Najwidoczniej problem smogu w województwie zszedł na dalszy plan. Świadczyć o tym mogą zmiany w ustawie antysmogowej. Sytuacja jest zupełnie inna niż kiedy uchwalaliśmy te przepisy - tak łódzki urząd marszałkowski argumentuje propozycje zmian w uchwale antysmogowej. Decyzją radnych likwidacja kopciuchów w Łódzkiem zostanie opóźniona o dwa lata. Przeciwko takiemu działaniu protestują aktywiści z Polskiego Alarmu Smogowego.
Radni sejmiku uznali, że używanie pieców bezklasowych będzie zabronione dopiero od stycznia 2025-ego roku.

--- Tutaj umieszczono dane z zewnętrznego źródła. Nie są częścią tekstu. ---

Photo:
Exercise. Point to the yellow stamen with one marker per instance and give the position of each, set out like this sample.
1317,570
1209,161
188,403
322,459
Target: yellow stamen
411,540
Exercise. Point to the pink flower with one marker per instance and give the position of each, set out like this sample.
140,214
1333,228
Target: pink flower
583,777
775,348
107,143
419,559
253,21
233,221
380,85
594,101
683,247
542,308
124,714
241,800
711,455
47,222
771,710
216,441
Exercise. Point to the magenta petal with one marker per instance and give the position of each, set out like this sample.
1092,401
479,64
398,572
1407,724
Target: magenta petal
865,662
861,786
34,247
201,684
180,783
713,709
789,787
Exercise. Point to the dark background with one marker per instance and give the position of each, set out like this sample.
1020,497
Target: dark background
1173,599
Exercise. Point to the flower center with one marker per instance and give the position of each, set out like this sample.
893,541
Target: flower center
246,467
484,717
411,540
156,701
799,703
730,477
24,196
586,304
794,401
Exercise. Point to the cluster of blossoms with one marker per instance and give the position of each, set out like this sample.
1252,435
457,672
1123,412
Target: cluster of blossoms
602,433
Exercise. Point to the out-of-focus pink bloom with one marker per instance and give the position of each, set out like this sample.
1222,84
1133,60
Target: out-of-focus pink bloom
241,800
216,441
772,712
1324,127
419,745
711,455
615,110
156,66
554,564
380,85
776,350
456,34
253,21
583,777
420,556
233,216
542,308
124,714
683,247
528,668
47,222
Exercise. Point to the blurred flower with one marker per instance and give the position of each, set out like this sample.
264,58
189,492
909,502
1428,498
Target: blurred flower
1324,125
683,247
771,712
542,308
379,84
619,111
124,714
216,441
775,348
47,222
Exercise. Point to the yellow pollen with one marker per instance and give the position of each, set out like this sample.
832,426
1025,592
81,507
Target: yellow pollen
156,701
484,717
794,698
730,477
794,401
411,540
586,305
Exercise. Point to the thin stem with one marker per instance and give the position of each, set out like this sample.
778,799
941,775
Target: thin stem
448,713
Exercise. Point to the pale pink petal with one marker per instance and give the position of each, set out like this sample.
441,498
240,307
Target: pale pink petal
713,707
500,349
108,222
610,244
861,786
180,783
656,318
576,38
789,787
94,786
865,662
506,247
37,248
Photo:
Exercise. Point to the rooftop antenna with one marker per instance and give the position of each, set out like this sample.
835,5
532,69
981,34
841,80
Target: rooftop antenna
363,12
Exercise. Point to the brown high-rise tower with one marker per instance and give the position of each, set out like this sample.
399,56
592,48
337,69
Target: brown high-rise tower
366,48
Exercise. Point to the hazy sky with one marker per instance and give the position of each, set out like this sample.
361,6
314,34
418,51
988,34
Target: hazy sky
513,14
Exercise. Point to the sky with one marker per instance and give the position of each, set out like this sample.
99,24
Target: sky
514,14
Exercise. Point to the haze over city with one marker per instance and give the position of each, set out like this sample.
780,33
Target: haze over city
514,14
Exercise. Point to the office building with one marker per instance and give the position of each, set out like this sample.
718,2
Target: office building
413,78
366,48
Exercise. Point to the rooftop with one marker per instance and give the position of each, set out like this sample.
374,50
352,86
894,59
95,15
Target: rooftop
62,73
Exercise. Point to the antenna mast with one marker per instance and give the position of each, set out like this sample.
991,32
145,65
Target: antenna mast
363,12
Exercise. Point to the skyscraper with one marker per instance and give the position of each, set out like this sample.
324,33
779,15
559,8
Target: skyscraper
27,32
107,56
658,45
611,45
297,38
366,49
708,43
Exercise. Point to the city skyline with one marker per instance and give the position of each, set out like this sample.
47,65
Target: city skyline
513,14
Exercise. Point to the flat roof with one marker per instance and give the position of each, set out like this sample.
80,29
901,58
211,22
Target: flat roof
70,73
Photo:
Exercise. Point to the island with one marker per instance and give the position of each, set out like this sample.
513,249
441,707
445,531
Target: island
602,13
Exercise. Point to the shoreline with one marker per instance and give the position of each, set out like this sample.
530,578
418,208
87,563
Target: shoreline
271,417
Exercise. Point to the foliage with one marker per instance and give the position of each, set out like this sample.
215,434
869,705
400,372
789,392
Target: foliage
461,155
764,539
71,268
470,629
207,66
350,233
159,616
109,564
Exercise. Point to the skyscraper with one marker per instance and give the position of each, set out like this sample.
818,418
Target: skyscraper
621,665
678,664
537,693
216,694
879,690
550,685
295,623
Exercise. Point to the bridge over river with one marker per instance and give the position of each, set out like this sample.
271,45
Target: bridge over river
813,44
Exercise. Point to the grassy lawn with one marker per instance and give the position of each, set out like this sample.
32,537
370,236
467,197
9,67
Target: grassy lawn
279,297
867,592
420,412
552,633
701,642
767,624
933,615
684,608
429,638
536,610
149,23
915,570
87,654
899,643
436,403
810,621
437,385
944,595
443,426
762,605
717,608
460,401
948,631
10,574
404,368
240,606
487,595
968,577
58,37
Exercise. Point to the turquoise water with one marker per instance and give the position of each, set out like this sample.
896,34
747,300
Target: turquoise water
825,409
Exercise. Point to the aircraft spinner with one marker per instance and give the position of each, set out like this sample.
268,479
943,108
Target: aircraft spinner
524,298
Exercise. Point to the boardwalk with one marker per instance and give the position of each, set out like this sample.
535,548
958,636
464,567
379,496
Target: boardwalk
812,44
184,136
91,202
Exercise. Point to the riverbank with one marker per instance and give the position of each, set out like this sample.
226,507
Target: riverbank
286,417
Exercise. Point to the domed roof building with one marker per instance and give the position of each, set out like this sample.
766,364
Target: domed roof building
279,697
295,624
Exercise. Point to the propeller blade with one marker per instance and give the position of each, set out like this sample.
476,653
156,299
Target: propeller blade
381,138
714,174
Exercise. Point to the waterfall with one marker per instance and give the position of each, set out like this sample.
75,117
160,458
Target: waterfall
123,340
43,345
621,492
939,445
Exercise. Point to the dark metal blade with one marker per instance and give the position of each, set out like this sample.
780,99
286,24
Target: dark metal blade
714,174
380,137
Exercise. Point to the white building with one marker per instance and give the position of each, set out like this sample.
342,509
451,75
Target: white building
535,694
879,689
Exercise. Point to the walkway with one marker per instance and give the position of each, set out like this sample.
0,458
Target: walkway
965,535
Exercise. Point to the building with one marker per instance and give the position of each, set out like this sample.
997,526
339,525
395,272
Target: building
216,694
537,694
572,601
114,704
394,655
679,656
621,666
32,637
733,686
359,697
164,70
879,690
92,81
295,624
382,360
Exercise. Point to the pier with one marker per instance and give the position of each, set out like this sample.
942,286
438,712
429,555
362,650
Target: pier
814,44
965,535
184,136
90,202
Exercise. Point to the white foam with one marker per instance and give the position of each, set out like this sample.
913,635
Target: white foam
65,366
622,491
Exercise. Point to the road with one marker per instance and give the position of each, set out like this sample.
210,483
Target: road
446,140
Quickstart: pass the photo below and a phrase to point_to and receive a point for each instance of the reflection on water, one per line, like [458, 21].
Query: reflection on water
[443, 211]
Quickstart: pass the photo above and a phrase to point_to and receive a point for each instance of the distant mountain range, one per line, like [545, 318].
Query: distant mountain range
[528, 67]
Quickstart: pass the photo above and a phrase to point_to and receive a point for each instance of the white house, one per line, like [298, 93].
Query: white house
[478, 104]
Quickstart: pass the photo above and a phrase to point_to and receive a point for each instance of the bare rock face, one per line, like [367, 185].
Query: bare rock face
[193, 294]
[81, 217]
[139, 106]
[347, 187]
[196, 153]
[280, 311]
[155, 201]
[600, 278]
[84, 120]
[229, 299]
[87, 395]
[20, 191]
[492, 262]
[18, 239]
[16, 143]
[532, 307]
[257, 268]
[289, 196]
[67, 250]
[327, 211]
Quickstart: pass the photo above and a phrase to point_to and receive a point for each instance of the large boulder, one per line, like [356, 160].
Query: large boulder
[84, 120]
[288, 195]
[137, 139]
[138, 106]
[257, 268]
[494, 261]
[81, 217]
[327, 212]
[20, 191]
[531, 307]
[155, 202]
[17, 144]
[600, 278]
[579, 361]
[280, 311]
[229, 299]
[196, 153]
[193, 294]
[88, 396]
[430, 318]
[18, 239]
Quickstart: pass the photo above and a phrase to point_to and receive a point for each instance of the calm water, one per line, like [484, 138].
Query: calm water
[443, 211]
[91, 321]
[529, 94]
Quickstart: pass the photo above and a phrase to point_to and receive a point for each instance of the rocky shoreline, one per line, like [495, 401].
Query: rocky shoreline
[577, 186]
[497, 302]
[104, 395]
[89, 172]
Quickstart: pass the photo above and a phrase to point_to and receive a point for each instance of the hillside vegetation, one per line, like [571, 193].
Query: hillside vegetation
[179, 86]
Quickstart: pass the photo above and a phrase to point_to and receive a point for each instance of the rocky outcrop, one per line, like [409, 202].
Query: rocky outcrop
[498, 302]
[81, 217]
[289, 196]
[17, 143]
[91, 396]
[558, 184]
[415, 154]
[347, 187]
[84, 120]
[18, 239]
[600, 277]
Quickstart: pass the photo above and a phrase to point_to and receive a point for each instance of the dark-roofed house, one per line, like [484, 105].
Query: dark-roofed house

- Szkoda, bo mieliśmy jedną z najlepszych uchwał antysmogowych w kraju. Mam tutaj na myśli najbardziej restrykcyjne przepisy, w najlepszy sposób chroniące jakości powietrza. Niestety, po tych zmianach mamy jedną z najgorszych uchwał antysmogowych - mówi Marek Kwiatkowski z Łodzi bez Smogu.
Decyzja ma być spowodowana zmianami na świecie. Według urzędników, dzięki zmianom w uchwale mieszkańcom ma być łatwiej zapewnić ogrzewanie w domostwach.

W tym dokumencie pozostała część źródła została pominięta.